Packing Up My Stuff


I am sitting in a new room with new furniture in a town I barely know with a new radio station being my background music hundreds of kilometers from my parents, my sister and my friends away. It´s all so new and I am scared as hell for everything that is to come. Living alone won´t be the problem as I actually enjoy the freedom I have but I have no idea what starting at uni will bring with it. Will I find friends? Will I like psychology as much as I think I will. When will I see my friends and family the next time? Will I get along with my roommate?



The hardest part about moving up to this point (outside of sleeping without curtains) has been packing up my stuff at home. That´s the thing that I actually hated doing even though I was so excited to do it at first. For me, it made the whole moving thing way too real. The day I had to start packing came way too suddenly for me. Leaving my friends, my old room and my usual routine were the things I wasn´t really excited to do.
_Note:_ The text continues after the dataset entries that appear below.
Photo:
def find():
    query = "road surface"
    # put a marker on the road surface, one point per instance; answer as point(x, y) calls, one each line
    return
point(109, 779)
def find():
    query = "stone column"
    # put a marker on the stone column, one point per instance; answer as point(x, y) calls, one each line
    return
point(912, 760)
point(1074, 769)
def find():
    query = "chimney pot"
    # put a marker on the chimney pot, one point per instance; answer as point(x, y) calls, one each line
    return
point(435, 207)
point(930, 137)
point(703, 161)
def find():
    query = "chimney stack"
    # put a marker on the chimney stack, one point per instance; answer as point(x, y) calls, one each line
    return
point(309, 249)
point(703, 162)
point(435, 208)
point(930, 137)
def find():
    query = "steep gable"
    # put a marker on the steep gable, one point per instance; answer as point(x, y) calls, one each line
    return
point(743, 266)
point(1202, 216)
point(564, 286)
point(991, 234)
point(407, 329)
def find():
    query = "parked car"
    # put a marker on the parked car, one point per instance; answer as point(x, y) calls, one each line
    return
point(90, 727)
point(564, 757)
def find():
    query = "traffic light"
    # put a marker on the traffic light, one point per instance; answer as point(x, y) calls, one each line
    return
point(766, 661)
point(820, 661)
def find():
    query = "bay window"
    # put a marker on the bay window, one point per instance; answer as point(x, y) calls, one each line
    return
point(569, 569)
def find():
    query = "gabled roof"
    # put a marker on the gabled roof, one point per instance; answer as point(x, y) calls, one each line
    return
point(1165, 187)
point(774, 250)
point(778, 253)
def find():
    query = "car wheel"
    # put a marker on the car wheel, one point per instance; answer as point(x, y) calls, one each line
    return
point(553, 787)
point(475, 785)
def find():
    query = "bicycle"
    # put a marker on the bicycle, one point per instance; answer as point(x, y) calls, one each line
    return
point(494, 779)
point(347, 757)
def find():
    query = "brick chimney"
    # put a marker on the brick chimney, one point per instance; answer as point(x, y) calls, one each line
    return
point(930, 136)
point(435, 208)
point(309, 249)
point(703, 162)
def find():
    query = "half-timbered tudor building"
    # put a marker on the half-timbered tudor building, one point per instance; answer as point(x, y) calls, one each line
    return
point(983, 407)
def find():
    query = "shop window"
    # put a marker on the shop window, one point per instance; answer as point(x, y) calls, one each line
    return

My parents stayed in a hotel for the time of the move as they helped me buy everything, build the furniture (yes, it´s all Ikea, I am guilty) and clean up afterwards. They have left sunday around lunch time and unpacking my boxes is again the hardest part right now. I am even procrastinating from it while writing this post. I am more excited to go out and shop for some trousers (it´s the hardest part of shopping, that´s why I only own one pair) than stay in my pj´s and unpack some more boxes.

I don´t want to leave this hanging on a mixed note. I am actually loving my new room and I think it will be wonderful to live here once I am fully settled in. I am living in the perfect spot once the mall is finished next year (I literally have to cross one street to be there). I have everything I need near to me as it its right now but a mall never hurts, does it? I have always been quite good at finding new friends and I am pretty sure I will find some friends here. Everything will find its way and I can always count on my family to be there for me. They would even help me move out in a few weeks if I decide this place is not for me. I have my fingers crossed that I won´t need to take them up for it.

2 comments

  1. Uni was literally the best time of my life! I have been finished for over a year now, and I would do anything to go back! Enjoy yourself, don't worry too much :) It is hard moving for the first time, but it's definitely going to be an amazing few years!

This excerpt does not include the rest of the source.